Monday, July 21, 2008

Toy Guns

I will preface this by saying that I completely realize that people have differing and very strong beliefs about gun control. Personally, I see both sides of the issue and to be honest don’t entirely fall on one side or the other. This post isn’t really about gun control though because I really don’t care what side of the issue anyone falls on. However, it has been bugging me a lot lately that gun play with children is so prevalent. I realize it’s been that way for virtually ever. Kids have played Cowboys and Indians and Cops and Robbers since the beginning of time, I am sure. I’m still uncomfortable with it.

We don’t have a gun, either real or fake, in our home. My husband had a rifle, which when we had children, I insisted he keep it in a storage unit. He never shoots and hasn’t for probably 10 years. My three-year-old doesn’t even know what a gun is. It’s not even in her vocabulary. If you put one in her hand she wouldn’t know what to do with it. My parents have a huge super soaker gun that was one of my brothers when he was a kid. My daughter calls it a saxophone and pretends to play music out of it. That’s just fine with us. I am really uncomfortable with the idea of my kids playing with guns. I don’t like them and I like even less that such a deadly weapon is treated as a toy.

It becomes difficult though when you go to gatherings with friends or family where their children play with guns and run around shooting each other, exclaiming, "You’re dead." How do you shield your child from that without appearing rude, judgmental, or superior? It is, afterall, their home and their decision. But at the same time it is not something I want my kid participating in or even being exposed to.
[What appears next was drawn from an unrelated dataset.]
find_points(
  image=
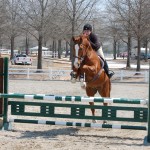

I can’t help but wonder that with all of this exposure if there is a relationship between that and why kids these days seem to have a difficult time deciphering between what is real and what is not. They seem to be desensitized to violence. Parents can claim all they want that they teach their children the difference. But it must be acknowledged that the more the lines are blurred the sense of respect and healthy sense of fear or danger that that type of weapon should elicit lessens or becomes non-existent.

I guess I don’t understand that in a society that is already so violent why we would want to encourage our children to play violent games with violent weapons. I’m all about your second amendment right to bear arms. I don’t have any moral objection to adults, who have been properly trained and licensed and who have a healthy respect for the killing power of guns, to own guns. I do object to my children playing with guns, though. Many critics say that guns aren’t illegal or that guns don’t kill people, people kill people. But let’s be honest. When kids play with guns what are they pretending to do? Kill each other. Is that a game I really want my children playing? Is that something that I want them to take lightly? Kids, especially as young as mine, do not understand the permanence of death. By playing these types of games doesn’t it just reinforce the type of behavior we later spend our time trying to reverse? Violence, lack of sympathy, inability to cope with or understand death are prevalent in our teenage and young adult communities. Do they acquire these deficits as kids? What do you think? Do you let your children play with toy guns? Are you bothered with all of the violent games and toys that seem to be on the market?

1 comment:

Gena B. said...

dlMy husband was a big hunter. Still is so our daughter is around guns a lot. She has been taught to respect the power of weapons. I don't encourage her to play with toy guns. She doesn't own one, but my husbands side of the family and all the cousins that is all they play with. It's hard.
BTW, I started reading your blog a few days ago and couldn't stop. I love it! Your honesty and candor is refreshing. Hope you don't mind all my comments!